Building a gaming PC requires various components, and it can seem quite daunting. That said, a few core components are essential when constructing a gaming machine. Firstly, an adequate processor is a must-have in a gaming PC. If you’ve got the budget, a processor such as Intel Core i7 or Ryzen 5 series will give you a big base to work on. Secondly, your graphical processing unit or GPU is just as important. A decent GPU such as Nvidia GeForce GTX 1650 or AMD Radeon RX 580 is sufficient for any gaming experience. Thirdly, the motherboard is the glue that holds everything together, so spend the extra money for higher quality. Fourthly, the RAM – or random access memory – is like the brain of your PC, and will determine how quickly things run. A minimum of 8GB should be enough, though 16GB is more ideal for an optimal gaming machine. Fifthly, storage is key, as you’ll need enough space to store all your games, as well as other software. Invest in an SSD for faster load times and improved game performance. Sixthly, a solid power supply unit is necessary for the components to function correctly, and the bigger the wattage, the better. Lastly, the case you choose to build your PC in is entirely up to your own preference, as aesthetics in this part of PC building is highly subjective.

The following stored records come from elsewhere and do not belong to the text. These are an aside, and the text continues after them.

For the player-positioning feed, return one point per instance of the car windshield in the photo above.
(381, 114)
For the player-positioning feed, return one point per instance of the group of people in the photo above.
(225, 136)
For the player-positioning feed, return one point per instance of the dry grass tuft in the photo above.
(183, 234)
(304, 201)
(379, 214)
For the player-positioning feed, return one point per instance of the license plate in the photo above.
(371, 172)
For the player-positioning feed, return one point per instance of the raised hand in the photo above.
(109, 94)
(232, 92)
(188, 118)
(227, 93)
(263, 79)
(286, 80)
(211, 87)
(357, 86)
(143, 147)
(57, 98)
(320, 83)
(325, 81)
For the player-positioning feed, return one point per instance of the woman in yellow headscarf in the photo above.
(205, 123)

A CPU is the heart of any gaming PC. Without a good processor, your PC won’t be able to run heavy games or multitask. The number of cores and threads you’ll need depends on the type of gaming you’ll be doing and the types of games you’ll be playing. If you’re playing AAA titles, such as Red Dead Redemption 2, you’ll need a processor with more than 4 cores with high clock speeds, such as the Intel Core i7 8700K. If you’re into competitive games, such as League of Legends or Dota 2, you’ll want more cores and threads, such as the Ryzen 7 3700X. There are plenty of choices for both situations. Make sure your CPU is compatible with the other components you’ve chosen.
The GPU is arguably one of the most important components of a gaming PC. It’s what renders the graphics of your games and produces the visuals you see. A good GPU can make your games look great, while a bad one can mean you don’t reach higher frame rates or resolutions. When choosing a graphics card, it really depends on your budget and the types of games you’ll be playing. For a mid-range card for AAA titles, go for Nvidia’s GTX 1660 Ti. If esports gaming is more your style, the AMD Radeon RX 570 will more than do the job. If you’re a fan of ray tracing and DLSS, then a RTX 2080 Ti is probably what you’ll need.
The motherboard is the foundation that connects all your components together, also referred to as a “backbone.” It determines the size of the processor, RAM, and other components that can be installed in your gaming PC. Thus, it’s important to make sure your motherboard is compatible with the other components you’ve chosen. A good rule of thumb is to get a motherboard that is at least one socket higher than your processor. For example, if you have an Intel Core i7 9700K, then a Z390 motherboard is perfect.
RAM is a key component as it determines how quickly and effectively your PC can process data. It can cause programs to lag and fail if you don’t have enough, so make sure you have at least 8GB. For those who need an extra boost, 16GB is recommended for an optimal gaming set-up. It’s important to make sure the type of RAM you purchase is compatible with the motherboard you have chosen.
It is always important to ensure you have enough storage in your PC. This is especially true when it comes to gaming, as today’s games take up huge amounts of space. An SSD (solid-state drive) is the go-to issue when it comes to fast load times and improved game performance, however the cost per GB is usually much higher than a traditional hard drive. If you’re working with a budget, a good rule of thumb is to have at least 500GB of storage, but if you’re a heavy user, then you’ll want at least 1TB of storage of SSD or 2TB of HDD for all your gaming needs.
A power supply unit is essentially the engine that makes your PC come alive. It’s used to provide power to all the components, and is usually rated in wattage. Your PSU should be rated higher than the combined maximum wattage of all your components, to ensure it can handle it. It’s recommended that you go for at least a 500-watt power supply for a gaming PC.
The case is the most visible component of any gaming PC, as this is where all the other components will fit inside. Getting a well-ventilated case is important, as it’ll help keep your components cool. A good rule of thumb is to look for cases with plenty of fans and good airflow. Additionally, sound dampening can be helpful, as this will help reduce the sound of the fans. Cases come in all shapes, sizes and colours, so find one that fits both your personal style, and the rest of your components.